To get to the bottom of the causes behind this pain, the nurse forwarded the case to The Addis Clinic through our telemedicine platform. The case was allocated to one of our family medicine physician volunteers, who responded to the nurse with some more questions of his own. After further back and forth and analysis with the nurse, our physician volunteer concluded that the patient was most likely suffering from rheumatoid arthritis (RA), and it was a flare of these symptoms that caused to her to seek care. His recommendations included the routine medications of methotrexate and meloxicam for disease management, and a short course of prednisone to alleviate the immediate inflammation causing her distress.
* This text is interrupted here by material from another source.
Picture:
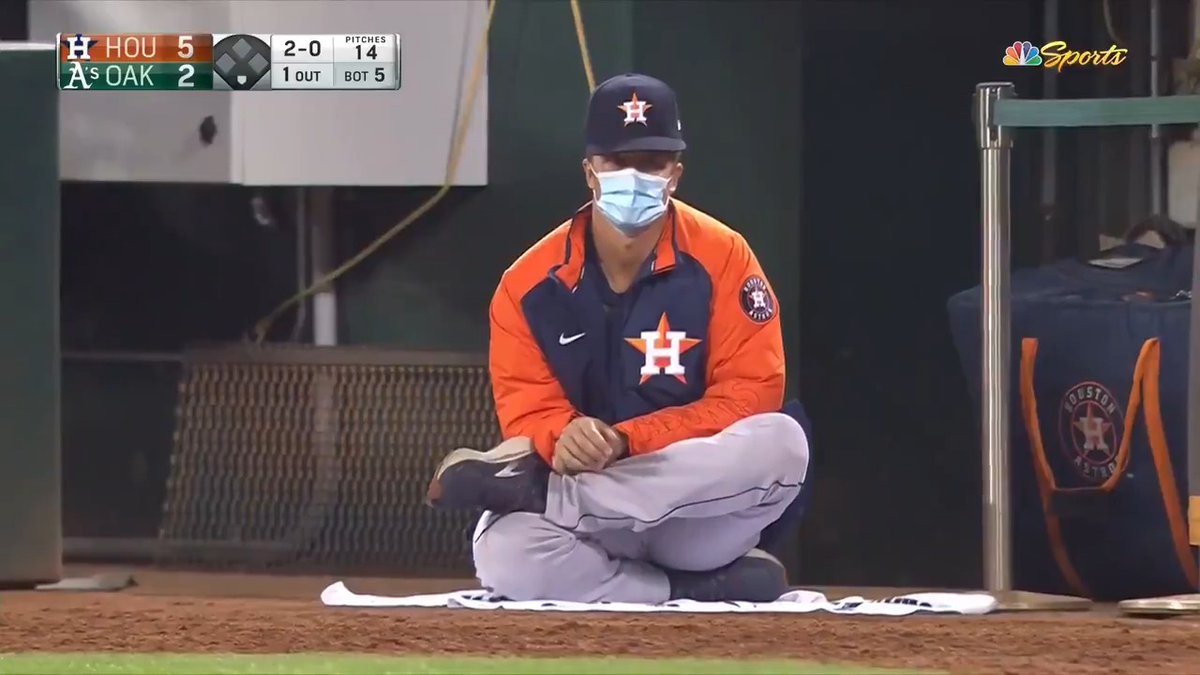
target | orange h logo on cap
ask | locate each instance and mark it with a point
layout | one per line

As a result of this interaction between the nurse in Ethiopia and an Addis Clinic physician volunteer in the U.S., this young woman is able to give the reason behind her pain a name, and move forward in its treatment. Another less tangible outcome is the education of the nurse in Ethiopia. From now on when she interacts with patients who present with chronic pain, this nurse will have a new body of knowledge from which to draw, and a new differential diagnosis to consider. This Addis Clinic teleconsult benefits not only the nurse’s current patient, but many potential future patients as well.